Re: Listening Get Together
A question for the patent guys-of which I am not one.
What exactly does getting a patent on something mean?
1: Does it simply mean that it is a unique idea or "twist" on an existing product or something that has not been presented before?
It must be novel (new) so not already known to those skilled in the art, or obvious (which is hard to prove. If it's obvious why wasn't it done before?), or published. In the context of patents, selling something using the invention counts as publishing it.
2: Is there anything in the process that actually confirms that the product/device actually do what it claims to do? If so-how is it verified or checked?
I recall one very high profile case 15 or 20 years ago when some guy tried to patent a perpetual motion machine. This has been tried before and is a big red flag for obvious reasons. He was asked to show a model that proved his claim. As usual with that particular type of claim there is some fundamental error in how they are measuring the input and output power.
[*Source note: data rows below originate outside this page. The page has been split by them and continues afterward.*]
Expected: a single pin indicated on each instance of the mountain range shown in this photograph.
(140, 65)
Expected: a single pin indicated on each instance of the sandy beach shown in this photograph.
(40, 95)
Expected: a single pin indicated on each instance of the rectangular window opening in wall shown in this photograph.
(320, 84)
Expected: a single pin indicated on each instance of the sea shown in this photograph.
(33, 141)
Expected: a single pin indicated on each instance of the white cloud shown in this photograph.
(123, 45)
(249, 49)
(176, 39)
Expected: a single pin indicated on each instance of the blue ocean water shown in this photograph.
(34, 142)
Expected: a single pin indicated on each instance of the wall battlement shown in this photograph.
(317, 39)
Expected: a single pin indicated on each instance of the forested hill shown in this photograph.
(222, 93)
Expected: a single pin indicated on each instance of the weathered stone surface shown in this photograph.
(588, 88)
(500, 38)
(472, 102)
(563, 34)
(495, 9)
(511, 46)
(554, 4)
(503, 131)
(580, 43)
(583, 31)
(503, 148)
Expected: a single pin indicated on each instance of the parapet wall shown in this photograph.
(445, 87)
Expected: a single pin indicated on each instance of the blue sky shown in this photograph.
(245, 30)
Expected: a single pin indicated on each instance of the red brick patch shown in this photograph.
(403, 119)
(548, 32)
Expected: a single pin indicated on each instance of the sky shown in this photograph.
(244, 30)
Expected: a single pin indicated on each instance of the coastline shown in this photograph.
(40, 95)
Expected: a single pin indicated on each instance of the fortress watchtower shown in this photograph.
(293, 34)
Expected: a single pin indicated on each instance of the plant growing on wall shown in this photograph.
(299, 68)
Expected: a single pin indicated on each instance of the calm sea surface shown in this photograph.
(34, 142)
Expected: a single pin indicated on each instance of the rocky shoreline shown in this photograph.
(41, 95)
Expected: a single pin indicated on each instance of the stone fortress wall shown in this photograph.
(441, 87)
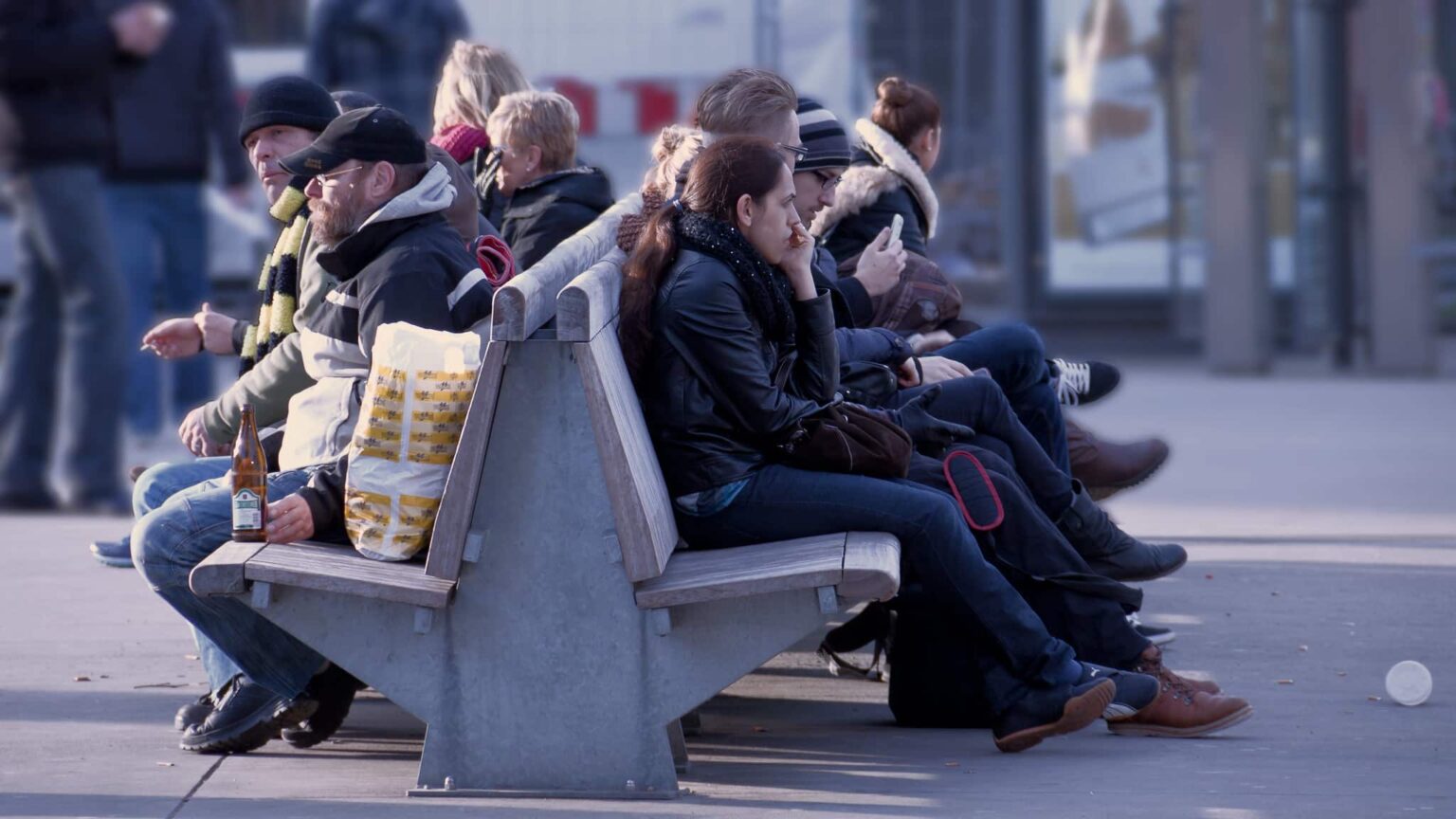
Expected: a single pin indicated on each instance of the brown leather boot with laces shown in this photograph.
(1183, 712)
AFAIK they did not get the patent because we still do not have perpetual motion.
In the early days it was routine to have to present a working prototype or model to the PTO to prove that a design worked. I doubt they have the physical space to hold one of everything ever patented, but there are some historical old Wright bros proof of concept models etc. I never had to prove an invention, but conveniently for me, all of mine actually worked.
In my decades of experience dealing with patent lawyers and the patent office I have never been overly impressed by either. The outside patent lawyers who help prepare and marshal patents through the system are generally a few steps further up the food chain than the patent examiners. I think Einstein may have been a patent examiner in one of his early jobs, but that is not typical of the caliber of my encounters.
I have actually had patent applications denied, when the examiner found something using a word search that appeared similar, even if it wasn't (IMO). Sometimes I would not fight over a patent that probably wasn't that commercial anyhow, while it's hard to know up front which ones are and are not. At the time FLS was just another invention, but it did well for Peavey (and others). I abandoned one I was pursuing personally back in the '70s because I did not have the money to educate the examiner about a subtle real difference between two similar sounding things.
As I have posted about at length, and like with many things, this is a sport for those with deep pockets. The major companies accumulate war chests of numerous patents and they trade them around like chips with other big companies for chips in their war chest. When you can't make a deal you go to court and the man with the best (most expensive) lawyer wins. I do not expect to find justice about technical question in a legal court room. While the laws of physics may be finite, the language used in patent claims are lawerishly vague and imprecise. WTF is a "vortex" in the context of loudspeakers? I don't remember that from physics class, so in court the best BS'er wins.